For Keith Cohen, who bought the bakery from the Orwasher family in 2007, Roslyn Heights was a no-brainer. Not only had the brand been established at the Roslyn farmers market about two miles away in Christopher Morley Park, but, he said, “this location pulls from the North Shore and the South Shore and since we are right off the expressway we are convenient for people going back and forth from city to Hamptons.”
The Queens native and Stony Brook graduate also had a personal connection: He raised his family a few blocks away.
All of Orwashers’ artisanal breads are here: Sourdough, levain, mîche, pumpernickel, cinnamon-raisin, whole grain, multigrain and more. There are doughnuts and sticky buns and babka, hot sandwiches to order, ready-to-go sandwiches, avocado toast and banana toast and, in a Mediterranean vein, fat breadsticks studded with Castelvetrano olives and za-atar. There's also a new, proprietary pastry, called the Orwasheire, inspired by the Provençal gibassier, an olive-oil enriched brioche flavored with anise seed and candied orange peel. A nascent pizza program offers personal pies and, coming soon, Roman and Detroit pies.
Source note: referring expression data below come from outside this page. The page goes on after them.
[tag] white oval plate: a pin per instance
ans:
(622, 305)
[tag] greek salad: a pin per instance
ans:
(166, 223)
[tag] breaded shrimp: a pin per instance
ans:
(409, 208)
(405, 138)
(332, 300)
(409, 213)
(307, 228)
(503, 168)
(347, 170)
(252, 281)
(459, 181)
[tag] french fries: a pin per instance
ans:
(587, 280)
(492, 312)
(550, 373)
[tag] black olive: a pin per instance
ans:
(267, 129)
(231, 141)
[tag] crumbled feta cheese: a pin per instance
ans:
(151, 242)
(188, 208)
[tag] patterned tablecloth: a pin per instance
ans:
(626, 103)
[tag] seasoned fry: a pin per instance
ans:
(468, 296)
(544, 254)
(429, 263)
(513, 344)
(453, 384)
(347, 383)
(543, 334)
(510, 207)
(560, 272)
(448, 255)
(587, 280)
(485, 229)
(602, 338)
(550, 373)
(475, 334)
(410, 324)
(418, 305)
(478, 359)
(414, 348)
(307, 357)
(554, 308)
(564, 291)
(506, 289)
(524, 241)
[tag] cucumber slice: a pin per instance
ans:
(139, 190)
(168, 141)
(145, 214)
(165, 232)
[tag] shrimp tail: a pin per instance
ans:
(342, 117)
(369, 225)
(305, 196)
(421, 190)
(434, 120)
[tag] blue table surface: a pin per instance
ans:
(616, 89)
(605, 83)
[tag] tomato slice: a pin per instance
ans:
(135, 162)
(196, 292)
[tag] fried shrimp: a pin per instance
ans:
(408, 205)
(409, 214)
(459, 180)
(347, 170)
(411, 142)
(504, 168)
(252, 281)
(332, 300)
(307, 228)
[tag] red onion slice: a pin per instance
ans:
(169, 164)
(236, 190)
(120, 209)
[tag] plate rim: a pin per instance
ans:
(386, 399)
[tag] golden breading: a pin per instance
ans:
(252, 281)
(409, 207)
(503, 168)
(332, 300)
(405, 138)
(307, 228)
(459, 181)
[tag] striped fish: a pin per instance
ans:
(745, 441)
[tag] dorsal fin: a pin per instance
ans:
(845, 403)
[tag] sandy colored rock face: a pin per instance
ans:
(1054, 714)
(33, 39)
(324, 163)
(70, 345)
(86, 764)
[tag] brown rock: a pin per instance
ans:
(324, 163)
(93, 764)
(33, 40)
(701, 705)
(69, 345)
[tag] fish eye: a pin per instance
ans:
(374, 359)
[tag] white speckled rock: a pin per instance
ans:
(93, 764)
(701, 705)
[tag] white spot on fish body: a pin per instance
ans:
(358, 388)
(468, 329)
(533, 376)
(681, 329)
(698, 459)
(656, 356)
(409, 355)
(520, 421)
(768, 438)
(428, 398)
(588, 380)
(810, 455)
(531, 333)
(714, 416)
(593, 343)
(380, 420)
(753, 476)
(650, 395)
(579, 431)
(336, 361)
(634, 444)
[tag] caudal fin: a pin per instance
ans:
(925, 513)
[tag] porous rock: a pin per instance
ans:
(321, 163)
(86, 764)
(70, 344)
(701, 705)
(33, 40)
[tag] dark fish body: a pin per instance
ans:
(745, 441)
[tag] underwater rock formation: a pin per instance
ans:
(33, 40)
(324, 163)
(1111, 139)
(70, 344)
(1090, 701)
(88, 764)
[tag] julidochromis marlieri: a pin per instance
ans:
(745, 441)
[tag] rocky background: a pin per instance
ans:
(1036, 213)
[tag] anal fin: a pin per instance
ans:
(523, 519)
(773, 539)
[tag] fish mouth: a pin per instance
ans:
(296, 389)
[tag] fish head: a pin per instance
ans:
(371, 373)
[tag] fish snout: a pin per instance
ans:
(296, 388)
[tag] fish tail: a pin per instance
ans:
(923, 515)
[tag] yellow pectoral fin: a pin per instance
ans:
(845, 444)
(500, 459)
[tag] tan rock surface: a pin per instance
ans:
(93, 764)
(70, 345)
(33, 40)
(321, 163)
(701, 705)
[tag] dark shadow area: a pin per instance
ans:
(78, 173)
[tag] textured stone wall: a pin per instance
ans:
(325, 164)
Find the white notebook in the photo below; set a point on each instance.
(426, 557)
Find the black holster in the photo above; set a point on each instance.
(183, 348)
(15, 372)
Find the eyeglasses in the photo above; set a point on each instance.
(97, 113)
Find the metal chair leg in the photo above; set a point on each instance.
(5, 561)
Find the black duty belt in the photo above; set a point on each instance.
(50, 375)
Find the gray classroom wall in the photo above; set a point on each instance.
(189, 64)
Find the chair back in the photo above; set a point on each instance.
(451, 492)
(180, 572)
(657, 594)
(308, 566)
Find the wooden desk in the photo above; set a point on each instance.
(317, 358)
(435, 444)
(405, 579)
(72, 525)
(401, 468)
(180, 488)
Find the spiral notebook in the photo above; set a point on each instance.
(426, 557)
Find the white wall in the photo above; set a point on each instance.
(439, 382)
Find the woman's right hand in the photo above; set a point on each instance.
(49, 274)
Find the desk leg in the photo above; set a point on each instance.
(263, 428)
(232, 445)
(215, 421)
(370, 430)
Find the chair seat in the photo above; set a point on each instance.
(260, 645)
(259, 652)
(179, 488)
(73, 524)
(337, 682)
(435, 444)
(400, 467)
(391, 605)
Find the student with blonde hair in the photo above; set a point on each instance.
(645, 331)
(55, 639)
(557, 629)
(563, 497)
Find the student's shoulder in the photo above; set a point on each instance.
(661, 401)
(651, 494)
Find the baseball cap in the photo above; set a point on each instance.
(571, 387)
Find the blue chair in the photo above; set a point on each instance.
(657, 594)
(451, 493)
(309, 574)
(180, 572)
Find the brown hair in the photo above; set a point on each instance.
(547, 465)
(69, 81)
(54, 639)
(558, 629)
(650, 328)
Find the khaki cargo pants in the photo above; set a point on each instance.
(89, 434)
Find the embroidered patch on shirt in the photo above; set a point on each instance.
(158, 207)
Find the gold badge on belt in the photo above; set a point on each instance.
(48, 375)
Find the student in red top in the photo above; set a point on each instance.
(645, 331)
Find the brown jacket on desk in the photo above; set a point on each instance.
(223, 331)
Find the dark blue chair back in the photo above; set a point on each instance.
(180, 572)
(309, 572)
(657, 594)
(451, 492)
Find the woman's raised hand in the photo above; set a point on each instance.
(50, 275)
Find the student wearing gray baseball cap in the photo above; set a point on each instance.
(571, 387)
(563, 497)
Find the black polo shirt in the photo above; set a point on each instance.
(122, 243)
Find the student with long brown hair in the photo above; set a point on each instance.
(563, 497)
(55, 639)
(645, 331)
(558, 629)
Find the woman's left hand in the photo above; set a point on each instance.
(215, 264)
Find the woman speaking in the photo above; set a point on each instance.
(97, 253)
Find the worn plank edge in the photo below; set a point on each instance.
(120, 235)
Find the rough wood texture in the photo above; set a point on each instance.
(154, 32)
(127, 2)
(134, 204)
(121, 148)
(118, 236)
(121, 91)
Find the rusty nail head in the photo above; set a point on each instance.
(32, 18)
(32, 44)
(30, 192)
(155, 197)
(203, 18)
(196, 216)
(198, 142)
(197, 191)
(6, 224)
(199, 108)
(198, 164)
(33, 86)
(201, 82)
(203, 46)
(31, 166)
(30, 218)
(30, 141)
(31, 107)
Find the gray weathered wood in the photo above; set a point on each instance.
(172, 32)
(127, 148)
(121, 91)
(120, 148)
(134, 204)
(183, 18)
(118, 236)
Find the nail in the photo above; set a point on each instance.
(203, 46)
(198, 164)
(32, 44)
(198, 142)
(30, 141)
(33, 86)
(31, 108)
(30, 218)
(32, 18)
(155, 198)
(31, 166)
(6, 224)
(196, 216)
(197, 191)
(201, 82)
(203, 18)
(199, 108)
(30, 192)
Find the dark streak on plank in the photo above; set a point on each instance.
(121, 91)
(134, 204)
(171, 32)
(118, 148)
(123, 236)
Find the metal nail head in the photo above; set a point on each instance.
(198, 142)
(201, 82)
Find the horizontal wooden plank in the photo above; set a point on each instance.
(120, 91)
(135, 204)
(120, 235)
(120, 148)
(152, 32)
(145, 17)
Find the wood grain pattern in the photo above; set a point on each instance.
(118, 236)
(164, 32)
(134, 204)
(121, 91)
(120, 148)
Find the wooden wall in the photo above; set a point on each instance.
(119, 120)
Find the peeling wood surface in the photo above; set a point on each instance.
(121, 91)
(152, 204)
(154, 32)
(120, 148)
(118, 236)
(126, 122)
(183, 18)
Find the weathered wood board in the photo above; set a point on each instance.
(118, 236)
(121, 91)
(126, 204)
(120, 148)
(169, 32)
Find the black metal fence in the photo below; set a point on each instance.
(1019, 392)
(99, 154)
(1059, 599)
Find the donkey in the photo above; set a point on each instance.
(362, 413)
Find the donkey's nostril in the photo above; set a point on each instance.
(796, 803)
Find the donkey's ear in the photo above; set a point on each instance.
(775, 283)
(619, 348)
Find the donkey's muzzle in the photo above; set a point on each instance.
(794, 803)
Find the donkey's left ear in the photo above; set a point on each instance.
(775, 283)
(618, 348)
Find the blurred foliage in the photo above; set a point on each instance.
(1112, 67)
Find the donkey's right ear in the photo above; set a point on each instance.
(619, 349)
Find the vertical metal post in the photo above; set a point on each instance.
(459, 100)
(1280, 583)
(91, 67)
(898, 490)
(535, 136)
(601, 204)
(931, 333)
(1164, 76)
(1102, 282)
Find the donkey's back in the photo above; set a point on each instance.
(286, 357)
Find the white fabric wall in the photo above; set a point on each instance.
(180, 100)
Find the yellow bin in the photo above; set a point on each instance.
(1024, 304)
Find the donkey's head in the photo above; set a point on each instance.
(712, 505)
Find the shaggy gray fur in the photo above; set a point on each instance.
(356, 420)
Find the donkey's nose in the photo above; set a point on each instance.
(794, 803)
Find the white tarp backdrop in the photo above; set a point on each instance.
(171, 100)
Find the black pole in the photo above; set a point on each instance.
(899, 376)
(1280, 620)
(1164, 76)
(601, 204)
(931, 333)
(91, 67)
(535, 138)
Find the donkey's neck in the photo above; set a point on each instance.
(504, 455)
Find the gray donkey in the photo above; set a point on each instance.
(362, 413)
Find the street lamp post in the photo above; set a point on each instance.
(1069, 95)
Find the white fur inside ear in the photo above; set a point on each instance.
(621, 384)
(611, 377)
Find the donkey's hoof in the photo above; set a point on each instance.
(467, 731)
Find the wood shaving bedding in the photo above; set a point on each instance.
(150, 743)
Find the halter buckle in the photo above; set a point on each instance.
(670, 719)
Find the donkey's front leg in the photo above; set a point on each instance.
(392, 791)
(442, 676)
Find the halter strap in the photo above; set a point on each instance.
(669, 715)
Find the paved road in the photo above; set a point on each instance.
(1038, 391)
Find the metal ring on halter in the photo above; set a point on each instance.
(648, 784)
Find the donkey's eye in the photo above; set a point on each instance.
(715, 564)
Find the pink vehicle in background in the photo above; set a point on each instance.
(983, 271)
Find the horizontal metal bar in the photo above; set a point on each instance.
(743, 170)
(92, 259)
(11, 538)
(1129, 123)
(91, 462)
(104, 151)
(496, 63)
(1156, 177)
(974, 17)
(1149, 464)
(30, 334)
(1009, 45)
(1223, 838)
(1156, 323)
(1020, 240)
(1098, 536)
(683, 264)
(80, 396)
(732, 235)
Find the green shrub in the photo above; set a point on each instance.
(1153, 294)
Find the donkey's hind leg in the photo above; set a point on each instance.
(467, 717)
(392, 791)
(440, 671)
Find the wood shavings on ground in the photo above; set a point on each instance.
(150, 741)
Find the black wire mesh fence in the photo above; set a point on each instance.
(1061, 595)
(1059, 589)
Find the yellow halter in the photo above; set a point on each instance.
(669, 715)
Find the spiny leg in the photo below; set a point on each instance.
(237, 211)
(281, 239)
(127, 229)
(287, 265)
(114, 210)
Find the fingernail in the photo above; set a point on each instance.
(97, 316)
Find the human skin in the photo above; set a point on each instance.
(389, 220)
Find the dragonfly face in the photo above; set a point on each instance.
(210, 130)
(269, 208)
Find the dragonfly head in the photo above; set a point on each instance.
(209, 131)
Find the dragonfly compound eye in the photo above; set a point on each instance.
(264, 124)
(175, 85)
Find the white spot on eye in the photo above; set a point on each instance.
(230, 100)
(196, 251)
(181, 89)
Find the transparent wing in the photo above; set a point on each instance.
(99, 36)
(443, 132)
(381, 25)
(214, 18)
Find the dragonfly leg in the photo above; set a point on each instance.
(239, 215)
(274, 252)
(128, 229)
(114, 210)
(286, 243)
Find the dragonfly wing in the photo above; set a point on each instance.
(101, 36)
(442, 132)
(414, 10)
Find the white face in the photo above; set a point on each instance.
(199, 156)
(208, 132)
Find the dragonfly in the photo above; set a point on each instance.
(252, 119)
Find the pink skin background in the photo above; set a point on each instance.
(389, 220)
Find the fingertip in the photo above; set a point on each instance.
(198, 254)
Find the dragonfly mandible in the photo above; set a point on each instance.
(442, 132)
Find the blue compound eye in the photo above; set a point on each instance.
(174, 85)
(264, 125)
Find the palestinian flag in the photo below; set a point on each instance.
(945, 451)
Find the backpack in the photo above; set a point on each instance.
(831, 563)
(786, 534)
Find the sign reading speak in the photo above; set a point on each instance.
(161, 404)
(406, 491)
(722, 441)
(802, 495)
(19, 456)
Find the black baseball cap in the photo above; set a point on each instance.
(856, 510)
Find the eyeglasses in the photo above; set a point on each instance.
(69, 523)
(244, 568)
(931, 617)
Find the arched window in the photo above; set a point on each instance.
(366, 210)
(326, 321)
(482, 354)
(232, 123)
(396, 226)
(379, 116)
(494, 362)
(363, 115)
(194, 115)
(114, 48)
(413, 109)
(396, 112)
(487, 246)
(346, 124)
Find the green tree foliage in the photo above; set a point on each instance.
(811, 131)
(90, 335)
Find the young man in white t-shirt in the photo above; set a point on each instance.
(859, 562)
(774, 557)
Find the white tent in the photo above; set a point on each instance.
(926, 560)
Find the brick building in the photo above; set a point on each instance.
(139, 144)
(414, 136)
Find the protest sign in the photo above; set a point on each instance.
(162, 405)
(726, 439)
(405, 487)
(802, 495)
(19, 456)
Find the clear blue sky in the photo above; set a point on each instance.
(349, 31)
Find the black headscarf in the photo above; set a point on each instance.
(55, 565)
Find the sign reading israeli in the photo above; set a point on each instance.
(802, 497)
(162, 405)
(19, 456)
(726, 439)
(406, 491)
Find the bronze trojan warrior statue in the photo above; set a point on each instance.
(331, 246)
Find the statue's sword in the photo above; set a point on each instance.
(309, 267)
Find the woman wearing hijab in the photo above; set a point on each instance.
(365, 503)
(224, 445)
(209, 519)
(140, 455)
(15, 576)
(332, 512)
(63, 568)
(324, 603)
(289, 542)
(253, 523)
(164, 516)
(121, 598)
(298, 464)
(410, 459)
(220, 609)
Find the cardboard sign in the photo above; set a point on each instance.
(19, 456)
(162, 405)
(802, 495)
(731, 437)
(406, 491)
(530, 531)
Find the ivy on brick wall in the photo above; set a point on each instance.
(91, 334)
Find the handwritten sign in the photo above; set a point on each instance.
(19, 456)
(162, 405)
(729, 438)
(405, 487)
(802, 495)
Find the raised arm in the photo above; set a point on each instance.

Ultimately, though, Cohen said “we are a New York bakery.” He pointed to the store’s bold, unadorned logo font: “No script, no flourishes.”
That forthright modesty can also be seen in Orwashers’ sweets. Cohen delights in bringing back old-fashioned desserts such as a majestic, nearly black, three-layer chocolate layer cake — nothing flourless or molten about it — and its opposite number, vanilla cake with buttercream frosting. He still makes the nearly extinct Charlotte Russe (a red-and-white striped paper cup filled with vanilla sponge, raspberry jam and whipped cream, topped with a candied cherry), and he invented a confection that honors another New York institution, Peter Luger Steakhouse. Orwashers’ “schlagberry shortcake” layers sponge with equal parts schlag, the sweetened whipped cream that Luger’s profligately heaps onto strudels and sundaes.
Orwashers, 377 Willis Ave., Roslyn Heights; open daily from 7 a.m. to 7 p.m. (except Sunday when the shop opens at 8 a.m.); 516-686-6370, orwashers.com.